Key Point: The great Stoic, Marcus Aurelius, wrote: “The mind adapts and converts to its own purposes the obstacle to our acting. The impediment to action advances action. What stands in the way becomes the way.”
The ability to overcome obstacles to our progress is a vital part of our growth and development. Dr. Peter Jensen, Canada’s great sports psychologist, tells an engaging story of a highly touted Canadian speed skater who failed miserably in her first Olympic Games. Peter was talking to this skater’s coach after the unexpectedly poor performance. At the same time, the skater was alone off in the corner, spinning on a stationary bike as part of her post race recovery and quietly sobbing in deep disappointment. A young sports psychologist working with the skater was going over to console her, but was deftly intercepted by the wise coach who asked the well-intended psychologist: “Why would you rob her of this moment?” The skater was then thoughtfully left in her own “white space” to fully absorb the entire experience of what happened. There was plenty of time for coaching/counseling intervention later. Of course the beautiful lesson in this story is that the best thing that can happen from our failures is to take the time to embrace the struggle, a critical component of self-awareness and understanding of what got in the way… Surely, as the ancients have advised, “that is the way.”
Dr. Jensen points out that success and winning comes from climbing the confidence/competence staircase. You add competence and it builds a little more confidence. When you get more confident, you put yourself out there and build a little more competence, and so it goes. And you need the struggles and disappointments as experienced by the speed skater noted above. Those moments create energy to go forward and if you think about it that way, it is about having a continuous growth mindset. (And by the way that skater went on to remarkable performances, including future Olympic gold medals).

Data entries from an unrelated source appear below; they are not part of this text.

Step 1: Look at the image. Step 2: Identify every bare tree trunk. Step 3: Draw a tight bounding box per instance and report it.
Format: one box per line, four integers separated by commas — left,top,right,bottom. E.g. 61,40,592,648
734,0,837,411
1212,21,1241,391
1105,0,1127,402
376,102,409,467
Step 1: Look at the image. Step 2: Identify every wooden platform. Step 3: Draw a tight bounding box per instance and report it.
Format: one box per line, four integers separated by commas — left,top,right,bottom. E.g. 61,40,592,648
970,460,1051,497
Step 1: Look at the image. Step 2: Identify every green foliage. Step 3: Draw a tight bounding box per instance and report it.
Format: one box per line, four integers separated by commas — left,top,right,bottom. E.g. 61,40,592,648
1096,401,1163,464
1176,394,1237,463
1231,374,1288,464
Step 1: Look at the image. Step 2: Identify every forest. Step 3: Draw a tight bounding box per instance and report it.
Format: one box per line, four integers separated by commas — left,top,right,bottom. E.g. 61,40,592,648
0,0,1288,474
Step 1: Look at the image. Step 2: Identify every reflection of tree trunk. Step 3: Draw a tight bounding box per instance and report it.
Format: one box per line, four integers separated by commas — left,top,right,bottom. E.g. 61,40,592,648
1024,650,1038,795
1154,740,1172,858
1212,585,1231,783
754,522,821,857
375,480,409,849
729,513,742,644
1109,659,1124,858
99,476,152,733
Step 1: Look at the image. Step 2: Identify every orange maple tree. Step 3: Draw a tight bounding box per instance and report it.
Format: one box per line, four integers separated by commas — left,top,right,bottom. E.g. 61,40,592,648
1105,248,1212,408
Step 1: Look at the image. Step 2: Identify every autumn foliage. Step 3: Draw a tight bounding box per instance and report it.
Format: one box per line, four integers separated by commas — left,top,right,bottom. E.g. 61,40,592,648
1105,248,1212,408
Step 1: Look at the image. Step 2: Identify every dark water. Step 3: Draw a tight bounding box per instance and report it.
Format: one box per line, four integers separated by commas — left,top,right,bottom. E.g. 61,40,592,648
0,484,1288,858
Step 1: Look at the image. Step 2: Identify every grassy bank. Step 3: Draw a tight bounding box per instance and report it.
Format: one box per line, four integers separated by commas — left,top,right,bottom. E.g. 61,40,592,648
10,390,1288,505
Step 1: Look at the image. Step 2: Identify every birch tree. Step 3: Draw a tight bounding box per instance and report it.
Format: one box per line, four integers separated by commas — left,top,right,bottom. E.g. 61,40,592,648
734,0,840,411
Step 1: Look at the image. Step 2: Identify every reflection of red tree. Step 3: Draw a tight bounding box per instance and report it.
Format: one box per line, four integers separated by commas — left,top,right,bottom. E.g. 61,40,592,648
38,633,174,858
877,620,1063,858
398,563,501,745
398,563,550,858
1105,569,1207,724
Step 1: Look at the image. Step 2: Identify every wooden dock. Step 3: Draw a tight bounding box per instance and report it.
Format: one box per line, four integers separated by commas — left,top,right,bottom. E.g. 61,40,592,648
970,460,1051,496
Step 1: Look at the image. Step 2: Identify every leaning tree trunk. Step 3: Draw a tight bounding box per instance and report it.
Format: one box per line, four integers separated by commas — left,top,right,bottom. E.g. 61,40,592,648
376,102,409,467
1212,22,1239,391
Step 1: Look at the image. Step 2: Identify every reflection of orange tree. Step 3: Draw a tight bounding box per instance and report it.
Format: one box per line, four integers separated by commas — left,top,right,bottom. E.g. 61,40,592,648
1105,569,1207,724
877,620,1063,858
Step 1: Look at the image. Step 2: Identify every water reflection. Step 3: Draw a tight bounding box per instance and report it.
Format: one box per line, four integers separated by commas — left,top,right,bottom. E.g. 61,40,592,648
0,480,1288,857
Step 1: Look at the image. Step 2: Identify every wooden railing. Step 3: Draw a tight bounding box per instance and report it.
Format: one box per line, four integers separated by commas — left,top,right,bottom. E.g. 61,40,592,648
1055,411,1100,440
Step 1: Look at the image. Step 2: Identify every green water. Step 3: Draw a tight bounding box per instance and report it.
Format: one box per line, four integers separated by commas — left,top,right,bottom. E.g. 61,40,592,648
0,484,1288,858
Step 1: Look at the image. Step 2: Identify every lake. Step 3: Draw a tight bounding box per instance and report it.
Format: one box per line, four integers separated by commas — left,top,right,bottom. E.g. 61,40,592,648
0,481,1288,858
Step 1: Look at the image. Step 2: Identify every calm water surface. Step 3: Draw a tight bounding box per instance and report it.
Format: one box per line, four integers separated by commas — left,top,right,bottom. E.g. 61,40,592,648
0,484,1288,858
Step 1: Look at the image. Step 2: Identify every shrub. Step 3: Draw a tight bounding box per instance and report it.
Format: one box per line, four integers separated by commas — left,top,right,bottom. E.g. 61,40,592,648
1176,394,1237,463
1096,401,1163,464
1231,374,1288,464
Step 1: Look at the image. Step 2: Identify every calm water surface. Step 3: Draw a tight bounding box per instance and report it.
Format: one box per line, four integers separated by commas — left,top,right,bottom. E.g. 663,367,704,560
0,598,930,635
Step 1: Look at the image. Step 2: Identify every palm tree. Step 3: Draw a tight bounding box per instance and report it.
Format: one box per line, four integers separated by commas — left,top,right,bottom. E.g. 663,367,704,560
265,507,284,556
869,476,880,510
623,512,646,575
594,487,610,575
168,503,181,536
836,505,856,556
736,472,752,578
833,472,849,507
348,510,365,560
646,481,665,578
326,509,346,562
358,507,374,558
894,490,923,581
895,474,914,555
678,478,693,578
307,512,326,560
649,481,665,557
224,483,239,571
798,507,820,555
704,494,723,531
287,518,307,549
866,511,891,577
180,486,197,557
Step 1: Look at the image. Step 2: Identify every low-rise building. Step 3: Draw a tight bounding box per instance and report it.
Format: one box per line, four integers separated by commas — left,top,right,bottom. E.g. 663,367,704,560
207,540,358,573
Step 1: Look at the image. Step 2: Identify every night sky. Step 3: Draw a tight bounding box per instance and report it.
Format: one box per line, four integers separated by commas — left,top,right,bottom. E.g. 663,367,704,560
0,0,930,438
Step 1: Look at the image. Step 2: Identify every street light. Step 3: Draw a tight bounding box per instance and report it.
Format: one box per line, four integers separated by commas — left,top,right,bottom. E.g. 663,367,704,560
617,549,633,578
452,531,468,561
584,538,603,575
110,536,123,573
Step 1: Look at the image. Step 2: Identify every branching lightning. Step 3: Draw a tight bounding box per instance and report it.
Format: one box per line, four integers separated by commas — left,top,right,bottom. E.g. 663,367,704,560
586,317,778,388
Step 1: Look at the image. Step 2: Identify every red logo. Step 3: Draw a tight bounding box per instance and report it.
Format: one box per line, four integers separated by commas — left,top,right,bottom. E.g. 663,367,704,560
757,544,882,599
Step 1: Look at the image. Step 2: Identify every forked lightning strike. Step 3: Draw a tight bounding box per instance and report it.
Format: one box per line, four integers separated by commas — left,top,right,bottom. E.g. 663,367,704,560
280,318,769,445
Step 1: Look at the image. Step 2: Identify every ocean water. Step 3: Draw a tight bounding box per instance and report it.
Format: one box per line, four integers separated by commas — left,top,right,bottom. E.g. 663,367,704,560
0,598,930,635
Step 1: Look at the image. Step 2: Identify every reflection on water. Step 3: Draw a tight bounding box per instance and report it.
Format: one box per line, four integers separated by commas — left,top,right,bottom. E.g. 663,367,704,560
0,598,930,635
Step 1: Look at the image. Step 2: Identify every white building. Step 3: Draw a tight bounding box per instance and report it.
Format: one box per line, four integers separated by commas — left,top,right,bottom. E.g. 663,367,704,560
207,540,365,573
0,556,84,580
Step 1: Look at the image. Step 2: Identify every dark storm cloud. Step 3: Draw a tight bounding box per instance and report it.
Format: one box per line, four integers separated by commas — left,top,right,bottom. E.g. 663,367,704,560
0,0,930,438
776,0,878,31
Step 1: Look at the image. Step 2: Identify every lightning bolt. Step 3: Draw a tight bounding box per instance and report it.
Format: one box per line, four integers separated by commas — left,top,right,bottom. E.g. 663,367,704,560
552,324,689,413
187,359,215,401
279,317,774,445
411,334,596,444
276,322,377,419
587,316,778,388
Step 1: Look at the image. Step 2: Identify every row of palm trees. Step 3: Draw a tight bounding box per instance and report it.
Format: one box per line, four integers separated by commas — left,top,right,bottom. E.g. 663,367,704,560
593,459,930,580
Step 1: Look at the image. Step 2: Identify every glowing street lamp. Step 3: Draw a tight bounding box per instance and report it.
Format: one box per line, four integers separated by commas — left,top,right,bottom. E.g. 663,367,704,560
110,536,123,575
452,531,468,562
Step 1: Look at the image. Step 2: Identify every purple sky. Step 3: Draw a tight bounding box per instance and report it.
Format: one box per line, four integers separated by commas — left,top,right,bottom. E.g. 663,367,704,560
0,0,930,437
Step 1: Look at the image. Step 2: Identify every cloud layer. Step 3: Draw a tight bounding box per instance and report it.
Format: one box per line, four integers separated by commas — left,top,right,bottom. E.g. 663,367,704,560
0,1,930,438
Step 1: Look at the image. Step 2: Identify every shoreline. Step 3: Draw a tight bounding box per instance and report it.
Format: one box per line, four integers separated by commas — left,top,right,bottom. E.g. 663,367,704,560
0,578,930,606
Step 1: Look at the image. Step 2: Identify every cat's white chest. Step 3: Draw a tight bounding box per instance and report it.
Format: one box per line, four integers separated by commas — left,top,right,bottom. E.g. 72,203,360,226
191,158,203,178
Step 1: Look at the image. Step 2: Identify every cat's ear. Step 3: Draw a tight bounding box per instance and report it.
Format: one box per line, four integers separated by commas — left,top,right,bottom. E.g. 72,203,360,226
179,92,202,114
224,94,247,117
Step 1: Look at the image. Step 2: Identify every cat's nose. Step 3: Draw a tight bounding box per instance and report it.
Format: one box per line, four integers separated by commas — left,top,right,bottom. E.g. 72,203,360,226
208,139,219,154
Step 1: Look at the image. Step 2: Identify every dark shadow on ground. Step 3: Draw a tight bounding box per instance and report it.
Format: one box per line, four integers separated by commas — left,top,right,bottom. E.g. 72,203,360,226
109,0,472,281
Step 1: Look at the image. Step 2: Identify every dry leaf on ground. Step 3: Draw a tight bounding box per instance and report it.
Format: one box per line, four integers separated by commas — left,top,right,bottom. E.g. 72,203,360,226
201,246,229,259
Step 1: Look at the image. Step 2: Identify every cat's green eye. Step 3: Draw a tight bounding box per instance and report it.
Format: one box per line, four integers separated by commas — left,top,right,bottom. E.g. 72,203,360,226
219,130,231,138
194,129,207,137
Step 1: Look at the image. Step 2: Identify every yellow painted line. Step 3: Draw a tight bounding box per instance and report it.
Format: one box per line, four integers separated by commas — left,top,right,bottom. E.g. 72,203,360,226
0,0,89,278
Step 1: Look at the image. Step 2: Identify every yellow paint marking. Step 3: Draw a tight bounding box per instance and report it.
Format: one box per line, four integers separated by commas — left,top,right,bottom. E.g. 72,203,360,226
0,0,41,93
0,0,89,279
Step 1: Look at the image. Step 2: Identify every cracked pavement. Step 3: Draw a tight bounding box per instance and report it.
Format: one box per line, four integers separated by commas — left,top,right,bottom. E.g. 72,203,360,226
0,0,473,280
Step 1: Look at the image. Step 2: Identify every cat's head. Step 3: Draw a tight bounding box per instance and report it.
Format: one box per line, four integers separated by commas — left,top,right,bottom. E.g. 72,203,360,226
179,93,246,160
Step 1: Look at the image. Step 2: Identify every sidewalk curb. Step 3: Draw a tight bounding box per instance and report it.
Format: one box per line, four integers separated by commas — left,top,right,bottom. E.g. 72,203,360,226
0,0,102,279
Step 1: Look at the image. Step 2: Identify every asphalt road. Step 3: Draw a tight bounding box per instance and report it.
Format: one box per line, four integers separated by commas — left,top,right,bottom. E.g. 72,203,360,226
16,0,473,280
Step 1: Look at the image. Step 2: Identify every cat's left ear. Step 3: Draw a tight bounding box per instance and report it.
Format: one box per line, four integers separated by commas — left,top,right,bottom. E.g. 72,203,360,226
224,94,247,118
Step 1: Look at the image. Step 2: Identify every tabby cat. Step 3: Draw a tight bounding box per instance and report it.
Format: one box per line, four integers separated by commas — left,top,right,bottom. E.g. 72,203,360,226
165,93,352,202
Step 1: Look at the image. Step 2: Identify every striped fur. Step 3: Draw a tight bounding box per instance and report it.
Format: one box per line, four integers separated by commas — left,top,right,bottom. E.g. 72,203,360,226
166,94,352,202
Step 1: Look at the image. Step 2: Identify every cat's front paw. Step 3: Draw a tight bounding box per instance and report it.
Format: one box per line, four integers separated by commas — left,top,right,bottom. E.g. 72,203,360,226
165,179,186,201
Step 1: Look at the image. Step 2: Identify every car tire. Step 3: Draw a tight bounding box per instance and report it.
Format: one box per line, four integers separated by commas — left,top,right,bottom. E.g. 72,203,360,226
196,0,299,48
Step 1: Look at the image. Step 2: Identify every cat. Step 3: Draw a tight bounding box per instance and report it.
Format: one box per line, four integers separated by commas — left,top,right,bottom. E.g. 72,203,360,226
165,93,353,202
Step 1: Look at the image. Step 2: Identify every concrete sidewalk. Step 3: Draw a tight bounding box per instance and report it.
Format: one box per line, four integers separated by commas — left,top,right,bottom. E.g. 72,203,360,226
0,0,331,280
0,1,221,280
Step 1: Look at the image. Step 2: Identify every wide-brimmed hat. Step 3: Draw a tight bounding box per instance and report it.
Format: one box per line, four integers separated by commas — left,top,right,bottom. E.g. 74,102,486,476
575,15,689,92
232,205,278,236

Finding a way also requires the ability to imagine. Imagery is a language that the body, mind and spirit understand. Our bodies do not distinguish between what’s imagined or real. Imagery, whether we realize it or not, proceeds everything we do. Positive images support success, while negative images undermine. And powerful imagery is more than visual. Ideally, it involves creating a very specific and vivid picture of what’s possible, engaging ALL the senses. This mental image translates to the body and mind, pumping out positive emotion that leads the way with positive energy most often resulting in improved performance.
1. Embrace challenges, obstacles, blockages and failure as part of what we need to find the way. Coaches can help us, however we most often advance more successfully when we struggle and take the lead in finding our own way. That energy of disappointment when channeled to progress becomes a tailwind to achieving a higher level. Do not rob yourself of the moments that ultimately shine a light on the path forward.
2. Learn the power of imagery. Is there anywhere in your work/life where imagery could play a bigger role in enhancing performance? If so, mentally practice using imagery. Become more aware of your own imagery and increase the vividness by developing all the senses. The greatest athletes in the world put imagery to work… Why not you?
Picture the way in the Triangle,
One Millennial View: When I first read about the coach interfering with the psychologist, asking, “Why would you rob her of this moment?” Part of me wanted to use my “imagery” to punch that coach in the face. “Uh, what moment? Her total misery? Cause she’s upset, you jerk… Why make her dwell on it?” As I read on, I now understand the importance. I happen to be an immediate fixer… The faster things can be fine, the better. But, sometimes when you don’t have that “psychologist,” or “simple fix it,” there are those moments where you devise your own plan of change/action/future success, and once that’s accomplished there’s no better feeling. So I guess, why you want to rob yourself of that personal achievement? Let’s just hope it doesn’t always take until the next darn Olympics!!